February 7th, 2008 at 5:14 am
Lay off the alcohol for a month for sure. It’ll make you a better person all over (not judging here, I just think it makes one expand themselves (based on my own experiences)). As for what to do if you don’t drink on a friday or saturday night, you are kidding and you know it. We live in the best city and there are so many great things to learn about in life. I dunno, maybe Im too old (and married probably helps this dynamic also) but how about a book, or a late dinner with close friends, or movies (with no alcohol snuck in), or concerts (I know, that tends to mean drinking), or a hobby of some sort…a 24 hr. gym?
Or fucking give me a call, I haven’t seen you in eons. And I don’t drink…so…

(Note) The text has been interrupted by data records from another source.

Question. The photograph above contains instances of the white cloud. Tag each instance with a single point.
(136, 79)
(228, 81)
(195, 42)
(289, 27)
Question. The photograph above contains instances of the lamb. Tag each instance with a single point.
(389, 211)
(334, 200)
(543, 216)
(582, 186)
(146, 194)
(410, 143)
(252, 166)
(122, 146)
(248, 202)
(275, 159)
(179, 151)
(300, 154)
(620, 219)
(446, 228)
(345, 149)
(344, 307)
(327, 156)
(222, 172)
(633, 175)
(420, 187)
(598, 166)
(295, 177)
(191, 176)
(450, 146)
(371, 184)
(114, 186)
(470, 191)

February 7th, 2008 at 12:12 pm
Ha. Fri/Sat. night…date Brady? I didn’t even properly say hello to the long-lost wifey last time. I’ll cook and you bring the non-alcoholic drinks or vice versa.
I am kidding in general…but I think most people our age (range) will include alcohol in whatever activities they have planned for the weekend. Movies/concerts without alcohol?!! You are old.
Who the hell is Jon Podulka??? David (I am guessing Morley?), give us a lil bit more of a scoop. What team does he play for? Why is he exciting? How many times a day does he punk Ed Uram?
Brady/Peggy/David/Jess/everyone…play spring league.
February 12th, 2008 at 2:28 pm
David Morley?! Please. Don’t dis me like that, Veej. This is the other David.
You ask, “Who the hell is Jon Podulka???” Trust me, that question will be on everybody’s lips during Spring League. Shortly followed by “Who the hell is that guy skying chicks left and right?”
How many times does he punk Ed? To quote the late-20th-century American poet O’Shea Jackson, “Daily, weekly, monthly and yearly / until them dumb muthafuckas see clearly.”
You’ll definitely want to bracket-cover him this spring. At least 2 dudes. Single-cover him, and you might as well start firing up the grill, ’cause it’s game over.